マルシンのモスバーグに外部タンクをつなぎ、そこそこのパワーで10m先の複数のマンターゲットを撃つ。ポンプアクションの扱いには慣れが必要で、いきなり大門の真似をしても上手くいかない。実銃は大砲のようなリコイルで10発も撃つと肩甲骨が痛くなり二度と撃ちたくなくなる。ストックをしっかり片付けして撃つのが基本だが肩にばかり注意していると給弾が上手くいかない。全員が扱いに苦労していた。
撃ちながらの給弾もショットガンの醍醐味だが、悲しいことにモスバーグはチューブマガジン。次回からはライブシェル式の870を使う。

日中に半ズボンの参加者を爆撃していたヤブ蚊の大群が日が暮れると同時に姿を消す。普通は逆なのにどういうことなのだろう?

日没後にナイトシューティング。蚊がいないのですこぶる快適だ。
ライトをハンドガンの後ろで照らす方法や横から照らす方法、離して照らす方法などの様々なスタイルを試し、サイティングとの関連性を体験から学ぶ。

19:30終了

8月13日: フェーズ2
二日目は終日突入の手順を学ぶが、先にやることがある。
朝一番で竹材とポンチョなどから壁とドアを作るのだがすでに気温は30度越え。これだけでへばりそうなほど暑い。それにもかかわらず参加者の一人はアメリカのノーメックススーツ(冬寒く、夏暑いという厄介な代物)を着ている。蚊に刺されたくないのだろうが誰よりも早くくたばっていた。しかもこの日の日中は1匹の蚊も見かけない。肉体労働と暑さと見込み違い。これぞまさしく三重苦。

突入には個人能力以外にもチーム能力が要求される。2名ペアで一部屋を担当し、順番にクリアリングしていく。コツは二人が同時に部屋に入ること。スピードよりもタイミングが重要になる。

ハンドガンだけの突入からMP5、ストッページドリルと手順が増えていき、ブリーチング(ドア開け)の要領も蹴破るだけからスタングレネード、フレームチャージと回を重ねるごとにどんどん複雑になっていく。

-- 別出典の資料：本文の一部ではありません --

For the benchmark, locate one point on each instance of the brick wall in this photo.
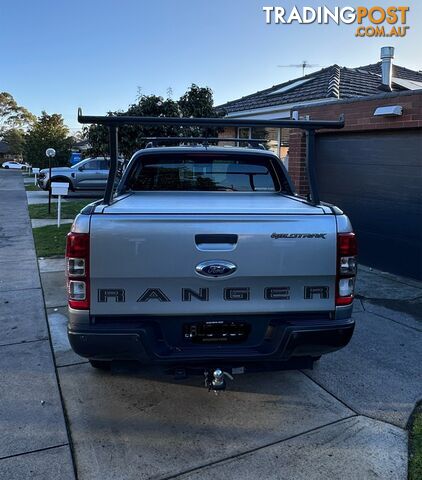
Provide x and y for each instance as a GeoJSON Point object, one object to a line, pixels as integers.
{"type": "Point", "coordinates": [358, 117]}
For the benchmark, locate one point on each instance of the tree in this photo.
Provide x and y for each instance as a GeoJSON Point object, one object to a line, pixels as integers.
{"type": "Point", "coordinates": [15, 138]}
{"type": "Point", "coordinates": [13, 116]}
{"type": "Point", "coordinates": [196, 102]}
{"type": "Point", "coordinates": [48, 131]}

15時ごろから設定を与え、参加者自身にシナリオの準備をさせる。
アブセイル付きのかなりリアルで複雑なシナリオで、爆竹とは言え火もコントロールする。
手抜かりは20mフリーフォールや火傷に繋がる。参加者の目の色も違ってくる。






シナリオ準備中の3名がザイルのアンカー確保で悩んでいる
安全管理の責任者でもあるTL(チームリーダー)はなかなか最終的な決断を下せない。「自分一人なら構わないがチームの安全となると神経が擦り減る」とのこと












FAPに降下中のポイントマン




FAPでポイントが壁にフレームチャージを貼り付け、セカンドがバックアップしている。この画像にはいくつかの間違いがある。分かるかな?








壁に穴を開けている








穴開けの3秒後
2名ペアでR-1(1部屋目)をクリアリングしている

初参加者も経験者に引っ張られてスムーズに役目をこなす。全員が自分がどんな役割で何をするべきか正しく理解できているチームの流れるような一連の動作は見ていて惚れ惚れする。

設定を変更して同じシナリオをもう一度実施し、20:30頃終了。